Medion bastelt weiter an Kostensparprogramm

Umstrukturierung schwächt Ergebnisse

Der Konsumelektronik-Händler Medion bemüht sich weiterhin, Kostensenkungen durch die Reorganisation des Unternehmens voranzutreiben. Wie schon im ersten Quartal 2006 konnte das operative Geschäft mit Mobiltelefonen und Mobilfunkdienstleistungen auch im abgeschlossenen zweiten Quartal verbessert werden.

Im Geschäftsbereich Kommunikationstechnik erhöhte sich dadurch der Umsatz von 31 Millionen Euro im Vorjahr auf 71 Millionen Euro im zweiten Halbjahr 2006. Das weiterhin schwierige Geschäftsumfeld im Einzelhandel und der fortschreitende Preisverfall führten jedoch zu einem insgesamt verringerten Quartalsumsatz von 364,1 Millionen Euro (zweites Quartal 2005: 499 Millionen Euro).

„Wir werden weiter mit Hochdruck daran arbeiten, unsere internen Prozesse und Kostenoptionen zu optimieren. Die volle Wirkung der Einspareffekte wird sich erst mittelfristig einstellen“, so Medion-CFO Christian Eigen. Die Umstrukturierung laufe weiterhin nach Plan.

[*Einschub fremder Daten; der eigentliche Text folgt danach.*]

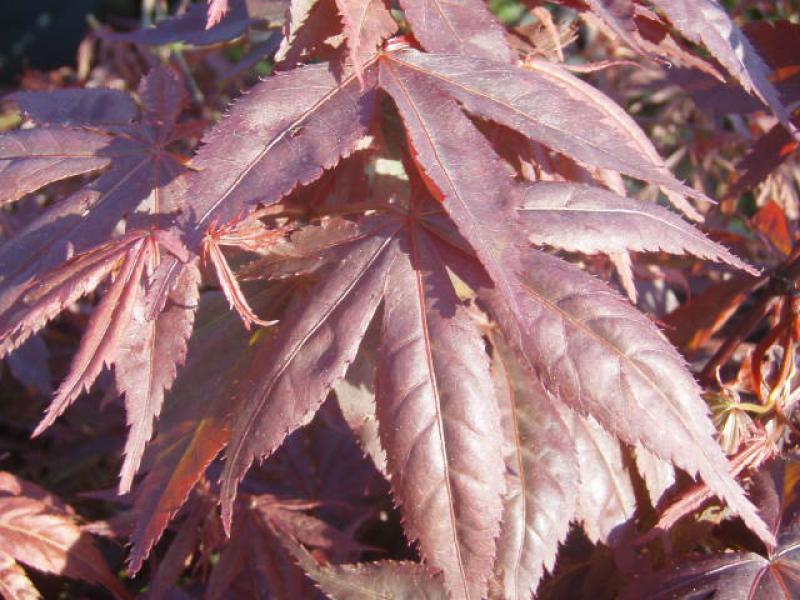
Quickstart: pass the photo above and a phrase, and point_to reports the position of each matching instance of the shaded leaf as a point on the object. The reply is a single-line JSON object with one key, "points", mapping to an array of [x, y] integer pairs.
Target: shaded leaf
{"points": [[706, 22], [741, 574], [51, 542], [590, 349], [439, 421], [311, 351], [465, 27], [373, 580], [544, 480], [541, 101], [147, 362], [276, 138], [366, 24], [588, 219]]}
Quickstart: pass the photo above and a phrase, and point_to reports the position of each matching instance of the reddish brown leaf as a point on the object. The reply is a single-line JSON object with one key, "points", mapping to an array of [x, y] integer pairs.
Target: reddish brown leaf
{"points": [[590, 349], [542, 474], [33, 534], [366, 24], [439, 421], [465, 27], [14, 583], [275, 138], [147, 361], [706, 22], [311, 351]]}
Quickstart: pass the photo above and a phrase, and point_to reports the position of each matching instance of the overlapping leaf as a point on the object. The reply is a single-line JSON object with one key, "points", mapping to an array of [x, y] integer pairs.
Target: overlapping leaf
{"points": [[465, 27], [295, 125], [742, 574], [587, 347], [77, 133], [437, 414], [707, 22], [39, 534], [543, 479]]}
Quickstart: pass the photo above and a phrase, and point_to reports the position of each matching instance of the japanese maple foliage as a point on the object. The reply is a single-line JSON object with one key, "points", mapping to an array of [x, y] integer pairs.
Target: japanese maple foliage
{"points": [[394, 244]]}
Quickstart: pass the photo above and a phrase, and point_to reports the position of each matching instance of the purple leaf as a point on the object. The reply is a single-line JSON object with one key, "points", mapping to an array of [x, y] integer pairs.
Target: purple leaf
{"points": [[310, 353], [543, 475]]}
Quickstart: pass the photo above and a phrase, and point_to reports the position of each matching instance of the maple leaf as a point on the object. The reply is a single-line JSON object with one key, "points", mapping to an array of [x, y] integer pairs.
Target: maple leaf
{"points": [[328, 328], [435, 410], [707, 22], [742, 573], [366, 24], [299, 136], [543, 304], [194, 26], [99, 131], [588, 219], [465, 27], [44, 535], [544, 479], [380, 579], [217, 9], [146, 363], [605, 137], [191, 434]]}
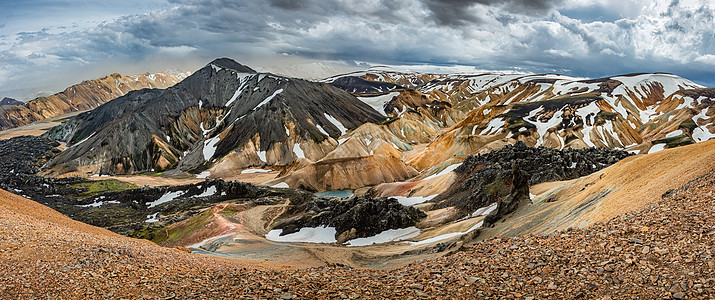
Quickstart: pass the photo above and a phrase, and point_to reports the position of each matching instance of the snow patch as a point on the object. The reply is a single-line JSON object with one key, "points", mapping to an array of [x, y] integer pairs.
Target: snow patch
{"points": [[543, 127], [445, 171], [378, 103], [251, 171], [486, 210], [152, 218], [447, 235]]}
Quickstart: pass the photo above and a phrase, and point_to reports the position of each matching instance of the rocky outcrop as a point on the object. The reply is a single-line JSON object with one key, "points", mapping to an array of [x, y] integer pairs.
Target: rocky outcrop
{"points": [[353, 217], [223, 110], [10, 101], [83, 96], [357, 85], [120, 207], [504, 176]]}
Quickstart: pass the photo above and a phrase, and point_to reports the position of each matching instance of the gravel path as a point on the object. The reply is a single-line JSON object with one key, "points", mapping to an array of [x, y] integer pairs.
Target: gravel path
{"points": [[662, 251]]}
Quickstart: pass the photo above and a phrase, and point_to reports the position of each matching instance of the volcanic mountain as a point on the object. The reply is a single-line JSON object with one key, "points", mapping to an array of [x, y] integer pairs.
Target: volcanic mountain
{"points": [[225, 115], [83, 96], [638, 112], [10, 101]]}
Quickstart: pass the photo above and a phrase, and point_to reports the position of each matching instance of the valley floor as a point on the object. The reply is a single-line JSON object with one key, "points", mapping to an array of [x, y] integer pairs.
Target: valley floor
{"points": [[663, 250]]}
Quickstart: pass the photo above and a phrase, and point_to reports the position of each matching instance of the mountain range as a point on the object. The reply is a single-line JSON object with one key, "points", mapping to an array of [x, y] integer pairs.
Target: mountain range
{"points": [[84, 96], [490, 184], [226, 117]]}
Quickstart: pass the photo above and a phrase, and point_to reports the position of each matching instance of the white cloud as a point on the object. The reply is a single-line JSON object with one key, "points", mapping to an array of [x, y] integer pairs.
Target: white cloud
{"points": [[707, 59], [575, 37]]}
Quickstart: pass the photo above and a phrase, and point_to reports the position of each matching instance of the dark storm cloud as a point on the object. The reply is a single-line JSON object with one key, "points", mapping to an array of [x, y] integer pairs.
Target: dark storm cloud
{"points": [[459, 12], [532, 36]]}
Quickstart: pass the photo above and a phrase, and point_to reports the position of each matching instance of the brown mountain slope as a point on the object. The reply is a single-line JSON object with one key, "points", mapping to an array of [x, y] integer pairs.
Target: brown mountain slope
{"points": [[83, 96], [627, 185], [661, 251]]}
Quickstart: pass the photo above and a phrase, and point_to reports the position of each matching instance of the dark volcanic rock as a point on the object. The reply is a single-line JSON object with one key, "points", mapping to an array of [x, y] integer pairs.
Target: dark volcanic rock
{"points": [[357, 85], [218, 109], [361, 216], [504, 176], [122, 211], [10, 101]]}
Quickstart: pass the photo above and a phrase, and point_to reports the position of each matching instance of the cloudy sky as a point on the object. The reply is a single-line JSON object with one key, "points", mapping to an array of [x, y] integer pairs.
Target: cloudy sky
{"points": [[46, 45]]}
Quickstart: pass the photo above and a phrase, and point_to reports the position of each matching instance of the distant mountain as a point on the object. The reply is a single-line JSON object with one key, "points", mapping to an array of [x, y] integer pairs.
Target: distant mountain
{"points": [[225, 115], [638, 112], [10, 101], [83, 96]]}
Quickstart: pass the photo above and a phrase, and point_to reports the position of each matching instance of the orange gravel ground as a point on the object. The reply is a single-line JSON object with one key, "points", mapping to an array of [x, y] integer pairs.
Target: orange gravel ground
{"points": [[664, 250]]}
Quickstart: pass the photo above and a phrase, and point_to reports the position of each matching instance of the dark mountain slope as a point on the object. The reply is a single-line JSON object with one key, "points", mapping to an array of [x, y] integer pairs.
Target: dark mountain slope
{"points": [[222, 108]]}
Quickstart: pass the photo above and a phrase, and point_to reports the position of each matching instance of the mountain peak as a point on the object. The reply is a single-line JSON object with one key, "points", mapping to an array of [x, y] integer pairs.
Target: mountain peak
{"points": [[228, 63]]}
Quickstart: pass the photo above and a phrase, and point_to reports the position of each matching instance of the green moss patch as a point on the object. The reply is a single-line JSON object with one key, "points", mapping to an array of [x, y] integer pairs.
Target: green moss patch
{"points": [[91, 188]]}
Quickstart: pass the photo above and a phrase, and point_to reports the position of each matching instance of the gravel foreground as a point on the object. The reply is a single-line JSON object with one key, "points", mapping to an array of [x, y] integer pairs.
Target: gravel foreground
{"points": [[662, 251]]}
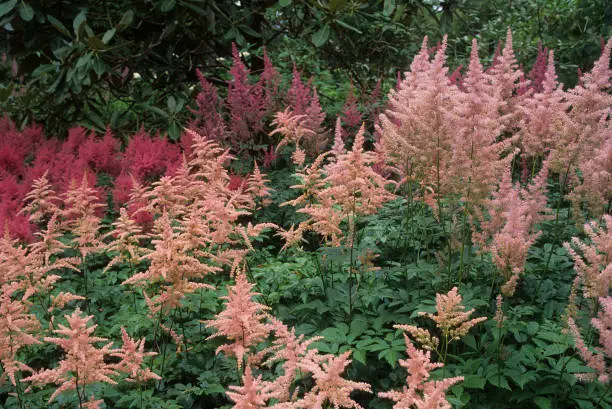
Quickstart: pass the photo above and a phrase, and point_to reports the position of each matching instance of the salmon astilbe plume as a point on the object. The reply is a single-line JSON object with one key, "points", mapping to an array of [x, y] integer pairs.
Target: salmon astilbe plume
{"points": [[242, 320], [453, 322], [420, 392], [83, 363], [342, 190]]}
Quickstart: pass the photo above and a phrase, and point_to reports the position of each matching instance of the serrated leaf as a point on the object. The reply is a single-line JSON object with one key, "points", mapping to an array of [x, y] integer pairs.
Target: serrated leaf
{"points": [[108, 35], [542, 402], [78, 22], [321, 36], [58, 25], [126, 19], [168, 5], [26, 12], [7, 7], [473, 382], [388, 7]]}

Die Schwerpunkte des Kostensparprogramms liegen laut Medion bei der Reduktion des Produktportfolios um eine profitablere Umsatzbasis zu erreichen, sowie bei der Schaffung von einfacheren Strukturen im Produktmanagement und Vertrieb. Wie erwartet, verringerte sich demnach sowohl der Umsatz als auch das Betriebsergebnis in den ersten sechs Monaten des laufenden Geschäftsjahres. Der Umsatz fiel von 1,13 Milliarden auf 830 Millionen Euro, das EBIT sank von 18,5 Millionen Euro im Vorjahreszeitraum auf 4,7 Millionen Euro. Umsatzeinbrüche verzeichnete Medion sowohl am deutschen Markt, wo die Einnahmen von 735 Millionen Euro im Vorjahr auf 556 Millionen Euro zurückgingen, als auch im internationalen Geschäft. Hier verbuchte das Unternehmen mit 274 Millionen Euro mehr als 100 Millionen Euro weniger Umsatz als im Vorjahreszeitraum.